We often think of evolution as a matter of organisms adapting to their environments, but when the environment is other organisms, each side may be chasing a moving target. Or sometimes the sides may reach an equilibrium. In the case of grazing animals, there’s a process of coevolution that goes on between grazers and grasses. Where grazers are active, the plants that survive are grasses, which keep leaves above the ground but grow from underground. And this works in the other direction: in moderately dry climates, grasses are more productive than taller brushy plants, so it’s when grasses take over that there’s enough food around for grazers – a mutually reinforcing cycle. With drier climates from the mid-Miocene on, grasslands and grazers get to be more and more important.
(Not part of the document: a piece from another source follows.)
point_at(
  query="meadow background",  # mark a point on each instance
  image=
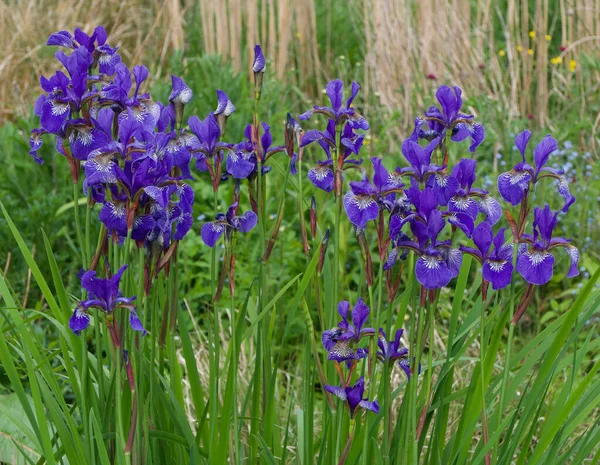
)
(521, 64)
So a lot of the story of life on Earth is not just the appearance of this or that cool animal, but also the evolution of ecosystems. At the same time grasslands were spreading on land, for example, kelp forests were spreading in coastal oceans. We’ll see how important grasslands are in human evolution and history. And kelp forests, with their rich fish populations, might have been important too, as the highway that the earliest Americans followed along the Pacific coast to the New World.